I had originally set this up as a Friday Five, but then remembered I had something else in mind for last Friday, so I save this one, knowing there would be an opportunity to use this eventually. Well, eventually is today….
Way back when I did my Two for Tuesday series on the British Invasion, I dedicated the second post to The Dave Clark Five. They were the second British Invasion to band to appear on Ed Sullivan’s show, after The Beatles, and their song “Glad All Over” succeeded “I Want To Hold Your Hand” as the #1 song on the British Pop Chart in January, 1964. They had a #1 in the US with “Over and Over” in December 1965.
They started as The Dave Clark Quintet, but since people were having trouble understanding what a “quintet” was, they renamed themselves The Dave Clark Five. The group consisted of Dave Clark on drums, Mike Smith on keyboards and lead vocals, Lenny Davidson on lead guitar, Rick Huxley on bass, and Denis Payton on saxophones, harmonica, and guitar. While it was customary for the drummer to sit on a platform behind the other instruments, Dave, being the bandleader, would often sit at stage floor level, with the other band members on a platform beside him. Other times, he would sit in the middle of the stage, with the rremaining members on either side.

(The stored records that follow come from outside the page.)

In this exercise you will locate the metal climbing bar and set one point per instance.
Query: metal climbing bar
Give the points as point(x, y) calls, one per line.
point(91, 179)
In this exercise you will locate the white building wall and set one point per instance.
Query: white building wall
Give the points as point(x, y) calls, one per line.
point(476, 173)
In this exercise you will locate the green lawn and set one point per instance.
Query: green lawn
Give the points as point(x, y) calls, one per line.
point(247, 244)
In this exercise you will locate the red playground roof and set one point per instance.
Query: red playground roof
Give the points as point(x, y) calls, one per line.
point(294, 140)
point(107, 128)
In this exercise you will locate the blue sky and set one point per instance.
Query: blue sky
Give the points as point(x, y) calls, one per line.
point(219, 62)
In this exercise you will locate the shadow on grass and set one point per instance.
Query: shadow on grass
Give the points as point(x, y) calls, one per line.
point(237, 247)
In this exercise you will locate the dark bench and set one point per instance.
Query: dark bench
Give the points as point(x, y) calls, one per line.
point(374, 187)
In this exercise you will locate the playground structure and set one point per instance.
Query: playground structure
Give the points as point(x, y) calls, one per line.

The tendency at the time was to present The Beatles and The DC5 as rivals, competing for the screams of American teenaged girls, but I think they were more complements to each other. The Beatles represented Liverpool and the Merseybeat Sound, from northern England, while The DC5 were (maybe the only) representatives of the “Tottenham sound,” from the northern suburbs of London. The Beatles were primarily a guitar group, while The DC5 were driven by keyboards and saxophone, the guitar and bass primarily background instruments. They were more different than they were similar.
While The Beatles have been remembered, Dave and the band have been largely forgotten, and that’s a shame. So, let’s play some Dave Clark Five today! The songs are from the days when pop songs consistently ran under three minutes and were sometimes played slightly faster than 45 RPM, so stations could brag they played more music per hour.
Glad All Over
Over And Over
You Got What It Takes
Anyway You Want It
Can’t You See That She’s Mine?
Unlike many bands from that period, the DC5 didn’t reunite after they split up in 1970. Dave stopped drumming two years later after damaging his hands in a tobogganing accident. He owns the rights to all the band’s music as well as the rights to Ready, Steady, Go!, a program similar to American Bandstand that ran on British television in the Sixties.
I hope you’ve enjoyed the music of The Dave Clark Five. There’s plenty on YouTube and streaming on the various services, so immerse yourself in the Tottenham sound. That’s Monday’s Music Moves Me for June 27, 2016.